If the higher earner dies first, the lower earner can switch to a survivor benefit, which is worth 100% of the higher earner's benefit as long as the survivor claims it at full retirement age or later. You can use the free "Social Security Benefits Evaluator" tool at www.troweprice.com/socialsecurity to plug in various claiming scenarios.
Here are ways for a lower earner to undo the decision to claim early. The maneuvers differ based on whether the lower earner is collecting her own retirement benefit or a spousal benefit.
A retirement benefit. If the lower-earning spouse claimed her own benefit within the past 12 months, she can withdraw her original claim. (Use Form SSA-521, "Request for Withdrawal of Application.") She must pay back all benefits she received. When she reapplies, she will get a larger monthly benefit.
Missed that 12-month window? If the lower-earning spouse is at full retirement age, she can suspend her benefit and earn delayed retirement credits until she reapplies. Say the lower earner claimed a reduced monthly benefit of $750 at age 62. At her full retirement age of 66, she suspends the benefit. She could restart it at 70 and the benefit would be 32% larger—at $990. That's nearly the same amount she would have received if she had waited until her full retirement age to claim her benefit.
Working spouses also can get a bit of a benefit boost. If a lower-earning spouse claims a benefit early but is still working, the earnings test limit will sock her benefit. But all is not lost—she'll make up for lost ground later.
Here's how the earnings test works. If the worker takes benefits before full retirement age, she will give up $1 for every $2 she earns over the annual earnings limit ($15,720 for 2015). In the year she turns full retirement age, she'll forfeit $1 of benefits for every $3 she makes over a higher earnings limit ($41,880 for 2015). The limit no longer applies at full retirement age. But the loss of those benefits is temporary. Once she hits full retirement age, the government will recalculate her benefit and increase the monthly payment so that over her projected lifetime the benefits that were forfeited to the earnings test will be repaid.

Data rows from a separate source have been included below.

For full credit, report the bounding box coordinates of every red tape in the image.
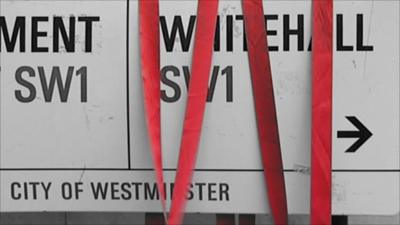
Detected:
[140,1,289,224]
[311,0,333,225]
[168,1,219,224]
[139,0,167,219]
[242,0,288,224]
[139,1,218,224]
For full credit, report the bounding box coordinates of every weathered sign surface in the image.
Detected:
[0,0,399,214]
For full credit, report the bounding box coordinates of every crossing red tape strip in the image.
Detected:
[140,0,289,224]
[311,0,333,225]
[167,1,219,224]
[139,0,167,220]
[140,1,219,224]
[242,0,288,224]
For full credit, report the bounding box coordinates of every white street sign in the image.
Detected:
[0,0,399,215]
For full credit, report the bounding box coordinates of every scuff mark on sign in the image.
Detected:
[293,164,310,175]
[78,165,86,182]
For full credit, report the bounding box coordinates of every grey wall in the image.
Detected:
[1,213,399,225]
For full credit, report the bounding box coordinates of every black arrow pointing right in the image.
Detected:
[337,116,373,153]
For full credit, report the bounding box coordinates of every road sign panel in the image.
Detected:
[1,0,399,215]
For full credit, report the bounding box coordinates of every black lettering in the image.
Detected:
[53,17,75,52]
[186,184,194,200]
[283,14,304,51]
[30,182,39,200]
[182,65,221,103]
[11,182,21,200]
[76,66,87,102]
[265,15,279,51]
[144,183,159,200]
[90,182,108,200]
[74,182,83,200]
[356,14,373,51]
[78,17,100,52]
[15,66,36,103]
[110,182,120,200]
[160,16,196,52]
[42,182,51,200]
[31,17,48,52]
[307,37,312,51]
[121,183,132,200]
[208,183,217,201]
[214,16,220,51]
[0,17,25,52]
[161,65,181,103]
[182,66,190,89]
[222,66,233,102]
[38,66,74,102]
[219,183,229,201]
[23,183,28,200]
[207,66,219,102]
[337,14,354,51]
[61,182,72,200]
[131,182,142,200]
[195,183,206,201]
[226,15,233,52]
[169,183,174,199]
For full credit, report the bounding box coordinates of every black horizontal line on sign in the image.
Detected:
[0,168,399,172]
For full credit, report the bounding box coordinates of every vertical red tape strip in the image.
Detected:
[311,0,333,225]
[242,1,288,224]
[168,1,219,224]
[139,0,167,219]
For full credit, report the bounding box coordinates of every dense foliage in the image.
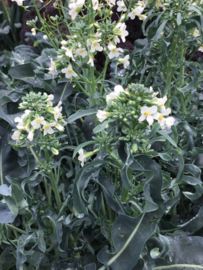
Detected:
[1,0,203,269]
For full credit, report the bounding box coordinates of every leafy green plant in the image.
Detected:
[1,0,203,269]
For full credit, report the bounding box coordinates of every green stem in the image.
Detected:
[99,59,109,95]
[32,0,58,50]
[49,180,61,209]
[108,208,113,224]
[6,224,27,235]
[100,192,106,216]
[58,195,70,218]
[121,185,128,202]
[69,234,80,258]
[43,177,52,207]
[44,150,62,209]
[145,70,152,85]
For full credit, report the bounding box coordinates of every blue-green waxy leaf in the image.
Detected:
[144,122,160,140]
[98,177,125,215]
[154,20,168,42]
[67,109,97,123]
[177,12,181,25]
[154,236,203,268]
[157,130,177,148]
[93,121,109,134]
[121,148,133,190]
[0,201,15,223]
[158,153,172,161]
[8,62,36,79]
[73,161,106,215]
[84,263,96,270]
[97,213,156,270]
[0,184,11,196]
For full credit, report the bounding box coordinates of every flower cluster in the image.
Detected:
[192,28,203,52]
[128,0,147,20]
[97,84,175,128]
[96,84,175,150]
[11,92,67,154]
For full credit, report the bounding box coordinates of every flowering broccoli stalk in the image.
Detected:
[11,92,67,156]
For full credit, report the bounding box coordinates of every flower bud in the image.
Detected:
[51,148,59,155]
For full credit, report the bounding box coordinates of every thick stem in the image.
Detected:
[48,172,62,209]
[6,224,27,235]
[44,150,62,209]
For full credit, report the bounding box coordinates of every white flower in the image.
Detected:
[77,149,93,166]
[164,117,175,129]
[92,0,99,10]
[21,110,31,119]
[11,130,21,141]
[47,94,54,106]
[90,40,103,53]
[31,28,36,36]
[55,123,64,131]
[198,46,203,52]
[61,40,68,46]
[96,110,110,122]
[193,29,199,38]
[154,113,165,127]
[119,55,130,68]
[42,122,56,136]
[75,47,88,58]
[95,32,102,39]
[138,106,157,125]
[61,65,77,79]
[12,0,24,6]
[14,114,30,130]
[54,105,62,121]
[114,36,120,44]
[69,0,84,19]
[138,14,147,20]
[155,96,167,109]
[69,8,78,20]
[48,58,57,76]
[128,6,145,20]
[161,107,171,115]
[115,23,129,42]
[78,149,85,167]
[87,55,94,66]
[61,47,75,61]
[27,130,34,141]
[117,0,127,12]
[53,1,58,7]
[106,85,124,102]
[43,35,48,40]
[155,0,166,10]
[106,0,115,7]
[31,116,44,129]
[108,43,123,59]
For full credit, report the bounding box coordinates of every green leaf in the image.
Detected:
[121,147,134,190]
[144,122,160,140]
[67,109,97,123]
[0,202,15,224]
[158,153,172,161]
[93,121,109,134]
[177,12,181,25]
[157,130,177,148]
[97,213,156,270]
[154,20,168,42]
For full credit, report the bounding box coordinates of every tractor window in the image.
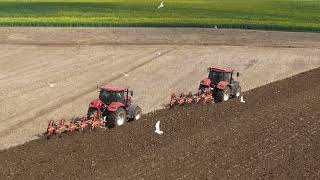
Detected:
[116,92,125,101]
[99,90,124,104]
[224,73,231,81]
[208,71,224,84]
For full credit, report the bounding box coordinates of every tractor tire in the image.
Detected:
[132,106,142,121]
[107,107,127,128]
[234,86,241,98]
[87,107,97,119]
[215,86,231,102]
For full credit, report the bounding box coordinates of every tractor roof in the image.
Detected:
[100,85,128,92]
[209,66,233,73]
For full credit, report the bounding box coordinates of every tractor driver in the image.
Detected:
[116,92,124,102]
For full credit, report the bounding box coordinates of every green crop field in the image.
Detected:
[0,0,319,32]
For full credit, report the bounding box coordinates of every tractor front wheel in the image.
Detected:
[133,106,142,121]
[107,107,127,128]
[215,86,231,102]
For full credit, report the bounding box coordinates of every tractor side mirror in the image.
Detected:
[130,91,133,96]
[236,72,240,77]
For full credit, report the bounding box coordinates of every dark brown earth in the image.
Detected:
[0,67,320,179]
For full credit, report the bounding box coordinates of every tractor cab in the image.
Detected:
[208,69,231,85]
[98,85,133,106]
[207,66,238,85]
[200,66,235,89]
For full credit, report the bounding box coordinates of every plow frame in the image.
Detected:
[169,89,214,108]
[46,110,104,138]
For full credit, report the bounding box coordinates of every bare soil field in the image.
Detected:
[0,27,319,150]
[0,66,319,180]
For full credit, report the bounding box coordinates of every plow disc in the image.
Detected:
[46,111,104,138]
[169,89,214,108]
[47,120,56,137]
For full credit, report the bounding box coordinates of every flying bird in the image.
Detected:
[155,120,163,135]
[240,95,245,103]
[158,1,164,9]
[47,82,56,88]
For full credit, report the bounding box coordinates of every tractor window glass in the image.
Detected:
[99,91,122,104]
[209,71,224,84]
[224,73,231,81]
[116,92,125,102]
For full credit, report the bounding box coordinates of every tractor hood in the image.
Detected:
[200,78,211,87]
[216,81,230,90]
[89,99,104,109]
[107,102,125,112]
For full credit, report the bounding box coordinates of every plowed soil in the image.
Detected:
[1,27,320,150]
[0,67,319,180]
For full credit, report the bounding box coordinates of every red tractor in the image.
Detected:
[87,85,142,128]
[199,66,241,102]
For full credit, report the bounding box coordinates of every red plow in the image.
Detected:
[46,111,104,139]
[169,89,214,108]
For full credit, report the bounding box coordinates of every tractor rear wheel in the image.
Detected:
[215,86,231,102]
[107,107,127,128]
[133,106,142,121]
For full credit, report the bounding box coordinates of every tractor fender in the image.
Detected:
[216,81,230,90]
[127,104,139,118]
[107,102,125,112]
[200,78,211,87]
[89,99,104,110]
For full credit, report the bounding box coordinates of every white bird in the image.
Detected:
[240,95,245,103]
[47,82,56,88]
[158,1,164,9]
[214,25,218,29]
[155,120,163,135]
[157,52,161,56]
[122,72,130,77]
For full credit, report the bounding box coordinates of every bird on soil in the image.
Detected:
[240,95,245,103]
[47,81,56,88]
[155,120,163,135]
[122,72,130,77]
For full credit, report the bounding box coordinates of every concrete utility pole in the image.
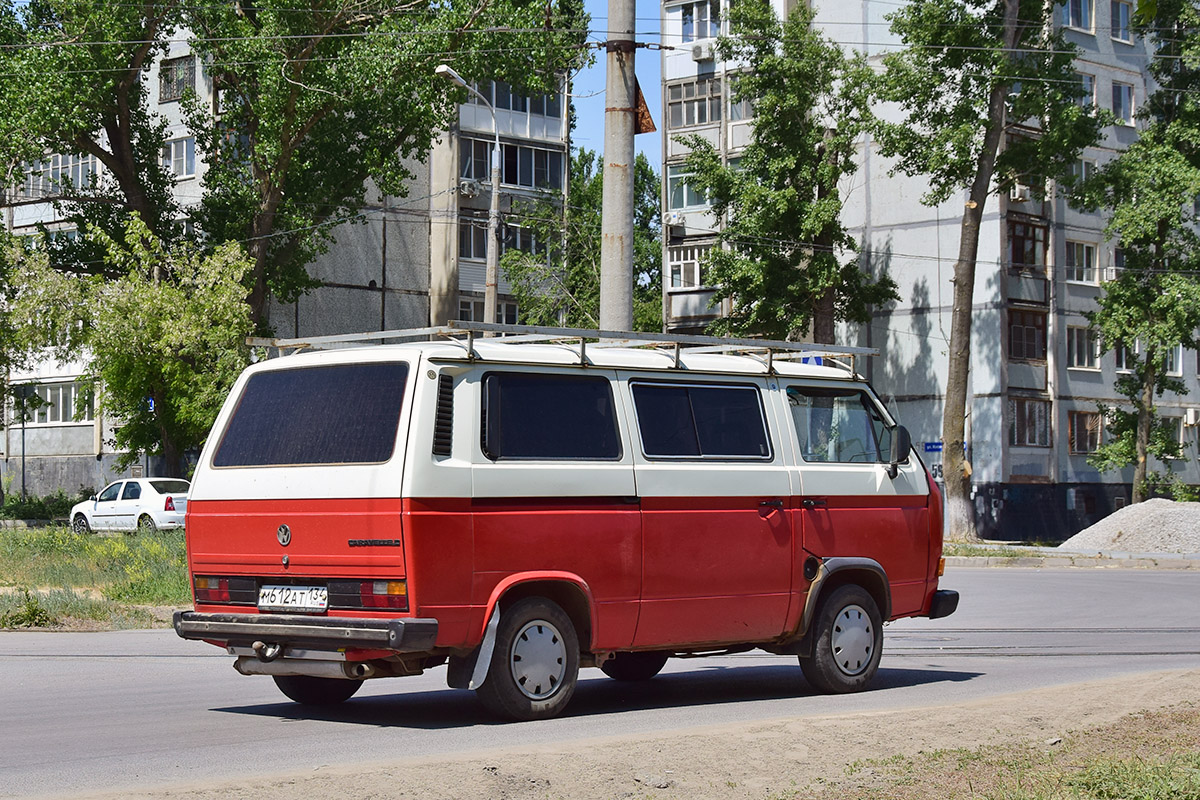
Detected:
[599,0,636,332]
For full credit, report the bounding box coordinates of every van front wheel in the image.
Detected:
[272,675,363,705]
[799,584,883,694]
[476,597,579,721]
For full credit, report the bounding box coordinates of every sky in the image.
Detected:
[570,0,665,172]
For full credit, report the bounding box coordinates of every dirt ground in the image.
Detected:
[82,668,1200,800]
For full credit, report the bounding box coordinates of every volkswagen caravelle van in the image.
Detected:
[175,323,958,720]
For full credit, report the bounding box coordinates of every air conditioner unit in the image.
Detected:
[1009,181,1031,203]
[1185,408,1200,427]
[691,40,715,62]
[1103,265,1121,282]
[665,211,686,228]
[458,178,480,199]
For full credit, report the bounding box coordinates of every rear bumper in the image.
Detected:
[173,610,439,652]
[927,589,960,619]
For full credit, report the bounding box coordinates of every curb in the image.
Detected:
[946,554,1200,569]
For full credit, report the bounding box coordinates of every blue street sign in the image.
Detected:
[924,442,943,453]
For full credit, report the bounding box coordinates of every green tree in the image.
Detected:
[186,0,589,324]
[874,0,1103,540]
[1076,0,1200,502]
[501,149,662,332]
[676,0,895,343]
[0,0,182,270]
[10,220,255,476]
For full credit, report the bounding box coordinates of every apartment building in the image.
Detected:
[659,0,1200,540]
[2,40,567,495]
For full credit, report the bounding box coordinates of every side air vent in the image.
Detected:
[432,374,453,457]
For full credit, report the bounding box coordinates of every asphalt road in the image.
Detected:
[2,567,1199,798]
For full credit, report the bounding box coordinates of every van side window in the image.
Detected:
[214,363,409,467]
[632,382,771,459]
[482,372,621,460]
[787,386,893,463]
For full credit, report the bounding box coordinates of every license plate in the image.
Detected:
[258,585,328,612]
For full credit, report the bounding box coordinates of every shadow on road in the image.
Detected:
[211,663,980,729]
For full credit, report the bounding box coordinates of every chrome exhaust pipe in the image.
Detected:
[234,656,376,680]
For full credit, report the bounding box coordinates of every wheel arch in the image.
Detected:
[816,557,891,623]
[482,572,595,651]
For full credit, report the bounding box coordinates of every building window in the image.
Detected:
[1164,416,1184,456]
[668,242,712,289]
[468,81,562,118]
[159,56,196,103]
[1105,247,1125,281]
[1163,343,1183,376]
[667,165,709,210]
[1009,221,1047,270]
[1114,340,1135,372]
[1009,397,1051,447]
[1063,0,1092,30]
[1112,82,1134,124]
[1111,0,1132,41]
[17,154,98,200]
[161,137,196,179]
[728,75,754,122]
[458,216,488,260]
[502,223,547,257]
[460,139,491,181]
[681,0,720,43]
[10,382,95,426]
[1076,73,1095,107]
[667,77,723,129]
[1065,241,1097,283]
[1067,326,1100,369]
[458,299,518,324]
[1009,309,1047,361]
[1069,411,1102,453]
[502,143,564,191]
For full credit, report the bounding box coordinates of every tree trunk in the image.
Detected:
[1133,355,1156,503]
[942,0,1020,543]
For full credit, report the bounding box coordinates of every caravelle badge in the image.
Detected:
[276,524,292,547]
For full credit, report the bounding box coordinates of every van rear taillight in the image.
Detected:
[165,496,176,512]
[194,575,256,605]
[328,579,408,611]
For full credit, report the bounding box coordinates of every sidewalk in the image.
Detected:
[946,542,1200,569]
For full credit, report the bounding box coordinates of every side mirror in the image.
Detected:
[90,495,98,502]
[886,425,912,479]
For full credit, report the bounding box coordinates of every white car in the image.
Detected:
[70,478,190,534]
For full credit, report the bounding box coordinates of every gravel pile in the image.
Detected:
[1058,498,1200,554]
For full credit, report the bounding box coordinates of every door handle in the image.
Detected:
[802,498,828,509]
[758,499,784,508]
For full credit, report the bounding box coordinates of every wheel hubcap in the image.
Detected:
[830,603,874,676]
[510,619,567,700]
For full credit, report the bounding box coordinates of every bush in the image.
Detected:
[0,488,91,521]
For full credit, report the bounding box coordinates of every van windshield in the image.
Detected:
[213,362,409,467]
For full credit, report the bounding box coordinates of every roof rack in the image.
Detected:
[248,321,878,374]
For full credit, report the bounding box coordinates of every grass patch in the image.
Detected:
[0,526,188,629]
[794,705,1200,799]
[944,543,1043,558]
[0,586,160,629]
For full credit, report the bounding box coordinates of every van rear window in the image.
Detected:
[213,363,409,467]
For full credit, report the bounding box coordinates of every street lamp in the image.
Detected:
[436,64,501,332]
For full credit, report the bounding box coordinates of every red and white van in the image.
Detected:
[175,323,958,720]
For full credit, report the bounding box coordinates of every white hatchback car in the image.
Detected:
[70,478,190,534]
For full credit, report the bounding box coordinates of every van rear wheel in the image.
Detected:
[601,651,669,682]
[799,584,883,694]
[273,675,363,705]
[476,597,579,721]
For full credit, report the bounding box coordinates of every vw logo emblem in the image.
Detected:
[276,524,292,547]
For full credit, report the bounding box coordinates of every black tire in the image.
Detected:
[72,514,91,535]
[476,597,580,721]
[272,675,363,706]
[799,584,883,694]
[137,515,157,534]
[600,651,669,682]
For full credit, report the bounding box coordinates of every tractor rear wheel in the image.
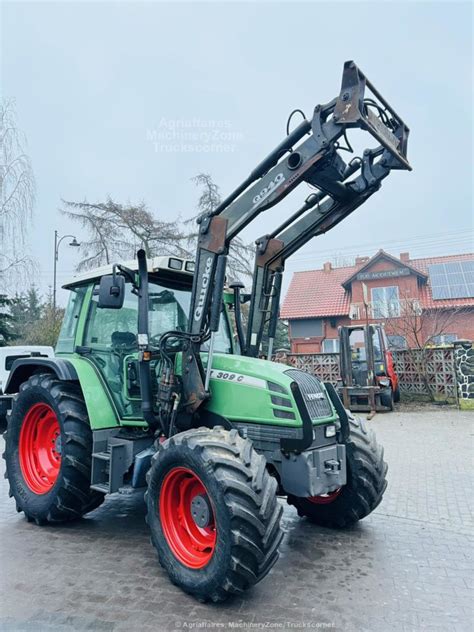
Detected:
[3,373,104,524]
[145,426,283,602]
[287,415,387,528]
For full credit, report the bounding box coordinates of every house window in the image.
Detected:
[290,318,323,338]
[371,286,400,318]
[431,334,457,345]
[322,338,339,353]
[387,335,407,350]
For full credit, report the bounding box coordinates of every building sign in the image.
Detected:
[356,268,411,281]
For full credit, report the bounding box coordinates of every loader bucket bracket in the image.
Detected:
[334,61,411,171]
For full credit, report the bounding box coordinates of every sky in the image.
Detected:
[1,0,473,306]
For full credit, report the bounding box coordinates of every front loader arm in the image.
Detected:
[245,137,410,357]
[179,60,410,413]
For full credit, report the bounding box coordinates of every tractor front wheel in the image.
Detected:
[287,415,387,528]
[3,373,104,524]
[146,427,283,602]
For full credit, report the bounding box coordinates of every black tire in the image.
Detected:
[3,373,104,524]
[379,387,394,411]
[145,426,283,602]
[393,385,401,403]
[287,415,387,528]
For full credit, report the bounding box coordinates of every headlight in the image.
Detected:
[168,257,183,270]
[378,378,390,387]
[325,424,336,438]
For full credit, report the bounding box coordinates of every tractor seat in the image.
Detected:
[111,331,137,350]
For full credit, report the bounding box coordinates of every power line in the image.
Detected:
[289,229,473,258]
[288,232,473,263]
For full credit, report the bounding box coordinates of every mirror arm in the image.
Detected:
[115,264,136,287]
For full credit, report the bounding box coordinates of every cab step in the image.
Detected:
[90,429,155,495]
[91,442,128,494]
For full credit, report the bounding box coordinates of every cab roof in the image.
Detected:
[62,255,195,289]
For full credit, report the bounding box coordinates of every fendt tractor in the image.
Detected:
[2,62,410,602]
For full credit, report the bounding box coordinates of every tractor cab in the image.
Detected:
[338,324,399,413]
[57,256,233,419]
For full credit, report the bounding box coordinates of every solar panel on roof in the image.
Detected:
[428,260,474,299]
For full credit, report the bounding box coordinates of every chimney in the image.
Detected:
[355,256,370,265]
[400,252,410,263]
[323,261,332,273]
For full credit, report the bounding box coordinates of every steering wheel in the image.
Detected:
[149,333,183,352]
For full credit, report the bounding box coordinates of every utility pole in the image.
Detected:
[53,231,80,311]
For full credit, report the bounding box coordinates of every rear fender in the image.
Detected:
[5,356,120,431]
[4,357,78,394]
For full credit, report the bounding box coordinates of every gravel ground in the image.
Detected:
[1,405,473,632]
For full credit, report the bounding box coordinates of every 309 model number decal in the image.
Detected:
[209,370,267,389]
[213,371,243,382]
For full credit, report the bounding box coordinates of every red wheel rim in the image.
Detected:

There's another way in which working while claiming Social Security can lead to higher benefits. A retirement benefit is calculated based on a worker's 35 highest-earning years. If the wife was out of the workforce caring for children and has only 15 years of earnings, a year of earnings will replace one of those 20 years with no earnings.
A spousal benefit. If you've taken a spousal benefit early, you don't have much recourse to undo the decision or to boost your spousal benefit. There is a chance for a mulligan, though.
Say the husband, at full retirement age, filed for his benefit and then suspended it, enabling his wife to take a spousal benefit early. Within the first 12 months, he could withdraw his application for benefits. "If he withdraws his application, then any other applications off that record would have to be withdrawn," says Jim Blair, a former district manager for an Ohio Social Security office and a partner at Premier Social Security Consulting, in Sharonville, Ohio. All of the spousal benefits would have to be paid back, and both spouses could start their benefits over at a later date.
Or, Blair says, the lower-earning spouse can withdraw just her application for the spousal benefit, even if her husband doesn't withdraw his application. She will have to pay back all the spousal benefits she has received. There's an advantage to this scenario in which only the spouse withdraws, says Blair. When you delay benefits, you can choose to take a lump sum payout of six months' worth of benefits (and accept a monthly benefit that's calculated as if you had applied six months earlier). But, Blair says, by filing and suspending at age 66, the husband would be entitled to receive retroactive benefits back to age 66 if down the road he wanted to take a lump sum instead of taking a higher monthly benefit. While his monthly benefit would return to his full retirement age amount, the maneuver provides flexibility if the couple later decides that delaying the husband's benefit wasn't the right move.
But suspending isn't helpful for the spousal benefit. At full retirement age, the spousal benefit can't be suspended to earn delayed retirement credits because those credits cannot be earned on a spousal benefit.
There's another way to boost spousal benefits. If the lower earner is still working and her earnings exceed the annual earnings test limits, the spousal benefit would be subject to the earnings limits. And the forfeited benefits will eventually be calculated back at full retirement age, which will boost her spousal benefit.
Unlike when dealing with your own benefit, working longer won't do much to boost a spousal benefit. A spousal benefit is actually a combination of the lower earner's own benefit and a benefit off the higher earner's record. While work would boost the lower earner's own benefit, it will lower the amount received from the higher earner's record, leaving the total the same.
Say the lower earner qualifies for a reduced spousal benefit worth $750, with $400 from her earnings record and $350 from her husband's record. By working, perhaps she boosts her own benefit to $450, but she will then only get $300 from her husband's record.